Finally, I applied a 10% downward adjustment to residual load levels to reflect expected structural changes:

Importantly, this adjustment is implemented as a downward dispersion, not a global shift and, as a consequence, the median remains the same, but the lower quantiles extend further down.

This is a raw assumption that would deserve refinement in a future version (e.g. by explicitly modeling new solar capacity or demand elasticity).

The result is a set of 200 realistic 2025 residual load trajectories with each preserving historical patterns while incorporating plausible uncertainty.

RL sim quantiles


Modeling the Jumps

regarding jumps, we need to calibrate both their frequency and intensity. To do that, I use a method called Recursive Jump Filtering. Let’s go through it :

1️⃣ From Residuals to Innovations

We start from the residuals of the GAM model (price – fitted value). For each day, we compute the innovation, i.e. the day-to-day change in residuals:

\[\Delta x_t = x_t - x_{t-1}\]

This represents how much the residual changed since yesterday (the “shock” not explained by the deterministic baseline).

2️⃣ Detecting Outliers (First Pass)

We then look at all these innovation values and compute their z-score:

\[z_t = \frac{\Delta x_t - \bar{\Delta x}}{\sigma_{\Delta x}}\]

Since the mean innovation is typically close to 0, this z-score tells us how many standard deviations away from “normal” each daily change is. If \(\lvert z_t \rvert\) exceeds a threshold \(c\) (for instance, \(c = 3\)), we count that day as a jump. \(c = 3\) is often chosen and if the innovation follows a normal law, then 99,87% of the values will have \(\lvert z_t \rvert > 3\sigma\). For this use case, I prefer a lower threshold and choose \(c = 2,5\).

3️⃣ Refining the Standard Deviation (Recursive Filtering)

However, extreme outliers increase the standard deviation, which makes fewer points appear as outliers — because the threshold \(c \times \sigma\) becomes too wide.

To correct for that, we use a recursive filtering approach:

  1. Compute mean and standard deviation on the clean set (excluding detected jumps).
  2. Recalculate z-scores for all points.
  3. Identify new jumps (\(\lvert z_t \rvert > c \times \sigma_{\text{clean}}\)).
  4. Repeat until the list of jump days stops changing.
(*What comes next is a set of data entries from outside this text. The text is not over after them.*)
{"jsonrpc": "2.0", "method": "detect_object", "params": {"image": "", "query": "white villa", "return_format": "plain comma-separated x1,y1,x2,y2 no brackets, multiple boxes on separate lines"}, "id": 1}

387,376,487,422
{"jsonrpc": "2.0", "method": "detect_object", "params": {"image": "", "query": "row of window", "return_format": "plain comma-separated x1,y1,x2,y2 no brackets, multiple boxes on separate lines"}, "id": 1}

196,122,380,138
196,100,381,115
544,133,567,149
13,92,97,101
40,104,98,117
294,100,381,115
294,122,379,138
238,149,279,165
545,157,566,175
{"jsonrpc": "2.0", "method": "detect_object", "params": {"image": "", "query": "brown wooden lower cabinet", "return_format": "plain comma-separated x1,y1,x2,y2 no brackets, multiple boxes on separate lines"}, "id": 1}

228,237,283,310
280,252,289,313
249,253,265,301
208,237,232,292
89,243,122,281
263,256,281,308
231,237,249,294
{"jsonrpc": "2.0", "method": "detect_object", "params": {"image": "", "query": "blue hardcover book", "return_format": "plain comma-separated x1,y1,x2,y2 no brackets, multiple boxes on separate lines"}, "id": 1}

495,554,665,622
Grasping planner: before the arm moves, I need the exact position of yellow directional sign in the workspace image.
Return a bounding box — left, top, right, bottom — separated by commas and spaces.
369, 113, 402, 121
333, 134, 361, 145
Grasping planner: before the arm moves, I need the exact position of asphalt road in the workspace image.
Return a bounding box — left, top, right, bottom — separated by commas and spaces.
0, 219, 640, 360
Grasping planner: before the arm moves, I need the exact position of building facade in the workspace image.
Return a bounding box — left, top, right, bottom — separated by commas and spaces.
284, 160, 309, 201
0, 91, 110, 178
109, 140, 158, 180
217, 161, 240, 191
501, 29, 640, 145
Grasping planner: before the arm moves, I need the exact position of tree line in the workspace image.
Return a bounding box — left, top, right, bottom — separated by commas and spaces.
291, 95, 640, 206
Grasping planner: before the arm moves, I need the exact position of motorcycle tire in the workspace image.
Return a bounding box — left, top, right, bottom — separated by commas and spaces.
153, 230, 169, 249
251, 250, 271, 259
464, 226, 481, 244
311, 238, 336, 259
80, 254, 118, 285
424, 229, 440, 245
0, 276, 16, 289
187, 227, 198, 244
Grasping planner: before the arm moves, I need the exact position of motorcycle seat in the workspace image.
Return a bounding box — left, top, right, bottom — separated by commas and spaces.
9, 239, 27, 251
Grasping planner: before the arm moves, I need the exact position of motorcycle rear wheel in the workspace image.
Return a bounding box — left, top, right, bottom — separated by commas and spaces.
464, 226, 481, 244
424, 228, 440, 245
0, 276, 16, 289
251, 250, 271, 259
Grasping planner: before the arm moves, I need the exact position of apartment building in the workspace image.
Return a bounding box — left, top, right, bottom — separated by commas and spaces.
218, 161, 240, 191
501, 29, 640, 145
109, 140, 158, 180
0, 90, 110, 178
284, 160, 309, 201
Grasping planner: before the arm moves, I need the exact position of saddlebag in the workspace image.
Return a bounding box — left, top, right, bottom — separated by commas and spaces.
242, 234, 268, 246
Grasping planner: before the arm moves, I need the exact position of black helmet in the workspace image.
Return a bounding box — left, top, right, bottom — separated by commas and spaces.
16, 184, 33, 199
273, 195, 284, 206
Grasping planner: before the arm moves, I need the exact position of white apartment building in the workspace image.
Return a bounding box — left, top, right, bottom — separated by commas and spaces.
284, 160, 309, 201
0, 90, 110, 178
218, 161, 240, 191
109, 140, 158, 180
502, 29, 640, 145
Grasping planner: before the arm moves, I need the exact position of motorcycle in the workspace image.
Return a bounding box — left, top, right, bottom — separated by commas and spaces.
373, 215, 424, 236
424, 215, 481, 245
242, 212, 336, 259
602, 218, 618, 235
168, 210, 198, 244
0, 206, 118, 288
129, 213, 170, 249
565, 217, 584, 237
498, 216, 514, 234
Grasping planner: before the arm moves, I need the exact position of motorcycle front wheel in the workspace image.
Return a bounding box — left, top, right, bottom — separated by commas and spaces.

This simple recursion stabilizes the set of detected jumps and gives us a robust estimate of volatility and extreme moves.

4️⃣ Summarizing Jump Events

Once the list of jumps is stable, we summarize the results:

Count
Total number of jumps detected.
Frequency :
Average number of jumps per year.
Mean amplitude :
Average jump size (in €/MWh).
Mean positive jump :
Average magnitude of upward jumps (in €/MWh).
Mean negative jump :
Average magnitude of downward jumps (in €/MWh).

In the end, this procedure gives us an empirical jump intensity (λ) and jump size distribution, which will feed directly into our stochastic model for price simulation.


Mean Reversion Calibration

The idea of mean reversion is that deviations from the deterministic trend (residuals) tend to revert toward an equilibrium level. I used a Weighted Least Squares (WLS) regression to fit the continuous-time Ornstein–Uhlenbeck (OU) process:

\[dx_t = \alpha (\bar{x} - x_t)\,dt + \sigma\,dW_t\]

where:

Estimation Steps

  1. Compute daily increments \(\Delta x = x_t - x_{t-1}\) and corresponding time steps \(\Delta t\). As we are working with peak price, \(t\) is sometimes a Monday and \(t-1\) a Friday then \(\Delta t\) is not always equal to one.
  2. Run a regression of \(\frac{\Delta x}{\Delta t}\) on \(x_{t-1}\) with weights proportional to \(\Delta t\).
  3. From the fitted coefficients:
    • \[\alpha = -\text{coef}(x_{t-1})\]
    • \[\bar{x} = \text{intercept} / \alpha\]
    • \[\sigma = \sqrt{E[(\text{residuals})^2 \, \Delta t]}\]
  4. The half-life of mean reversion is then: \(t_{1/2} = \frac{\ln(2)}{\alpha}\)

⏳ A Note on the Half-Life

The half-life of mean reversion represents the time it takes for a deviation from the long-term mean to decay by half.
Mathematically, for a reversion speed \(\alpha\):

\[t_{1/2} = \frac{\ln(2)}{\alpha}\]

Intuitively:

  • A short half-life (for example, a few days) means shocks fade quickly — the system “forgets” recent deviations fast.
  • A long half-life implies that shocks persist and prices take longer to return to equilibrium.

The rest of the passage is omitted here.